The featherbed shaking snow goddess, Holle.

Snow is grandmother Holle shaking out her featherbed...(from ancient Germanic folk traditions)
as told by my friend and talented poet, Annelinde Metzner....HERE.

This is another of her beautiful poems which brings together the traditions of a goddess and the wonders of our Appalachian home here in Western North Carolina.

I'm so glad she includes a link HERE to the Sahara Peace Choir singing Annelinde's own song about Holle. (Please turn the sound down after the little girl announces the title!) In this rehearsal video, I was actually a member of that choir, and am seated in blue on the left in the second row.  That was the year I wore my hair red and sang alto!



I should probably mention that Holland was named after Holle.
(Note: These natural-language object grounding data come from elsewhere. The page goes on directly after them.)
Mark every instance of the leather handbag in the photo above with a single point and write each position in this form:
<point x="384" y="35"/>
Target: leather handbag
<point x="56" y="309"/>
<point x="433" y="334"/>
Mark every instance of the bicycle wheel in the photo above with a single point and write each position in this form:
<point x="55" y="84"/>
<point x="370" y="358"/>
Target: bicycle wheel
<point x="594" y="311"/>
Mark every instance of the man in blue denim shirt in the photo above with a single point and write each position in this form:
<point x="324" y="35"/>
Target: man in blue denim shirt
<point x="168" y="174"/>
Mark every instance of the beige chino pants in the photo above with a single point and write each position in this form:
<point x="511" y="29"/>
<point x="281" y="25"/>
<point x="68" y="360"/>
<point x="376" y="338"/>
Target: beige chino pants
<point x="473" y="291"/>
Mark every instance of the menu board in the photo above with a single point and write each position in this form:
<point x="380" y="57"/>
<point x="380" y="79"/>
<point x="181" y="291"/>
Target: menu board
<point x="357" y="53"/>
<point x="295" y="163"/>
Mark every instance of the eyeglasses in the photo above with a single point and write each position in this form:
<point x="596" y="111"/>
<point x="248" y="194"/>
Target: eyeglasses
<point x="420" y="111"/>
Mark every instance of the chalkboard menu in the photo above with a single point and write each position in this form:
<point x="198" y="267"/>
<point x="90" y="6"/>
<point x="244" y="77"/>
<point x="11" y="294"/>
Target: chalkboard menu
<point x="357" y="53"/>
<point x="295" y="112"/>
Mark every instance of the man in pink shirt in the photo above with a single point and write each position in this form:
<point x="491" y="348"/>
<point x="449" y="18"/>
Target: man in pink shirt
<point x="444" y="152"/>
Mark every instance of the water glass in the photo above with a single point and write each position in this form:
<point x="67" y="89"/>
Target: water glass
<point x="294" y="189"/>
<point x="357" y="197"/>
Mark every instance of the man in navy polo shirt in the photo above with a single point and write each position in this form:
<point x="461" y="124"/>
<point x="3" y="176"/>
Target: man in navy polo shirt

In Germanic legends, Frau Holda, also Frau Holle, was the protectoress of agriculture and women's crafts....Jacob Grimm made an attempt to establish her as a Germanic goddess .
Grimm based his theory of Holda on what he took to be the earliest references to her: an eleventh-century interpolation to the Canon Episcopi by Burchard of Worms, and pre-Christian Roman inscriptions to Hludana that he tentatively linked to the same divinity. There were early challenges to connecting this figure with a pagan goddess, since her earliest definite appearance links her with the Virgin Mary, commonly called "Queen of Heaven": an early-13th-century text listing superstitions states that "In the night of Christ's Nativity they set the table for the Queen of Heaven, whom the people call Frau Holda, that she might help them". Lotte Motz and Carlo Ginzburg both conclude that she is pre-Christian in origin, based on comparison with other remarkably similar figures and ritual observances spread throughout Europe.   (Source: Wikipedia)
Just some more interesting information about Holle!

Thanks Annelinde for sharing your talents with the Asheville area and beyond!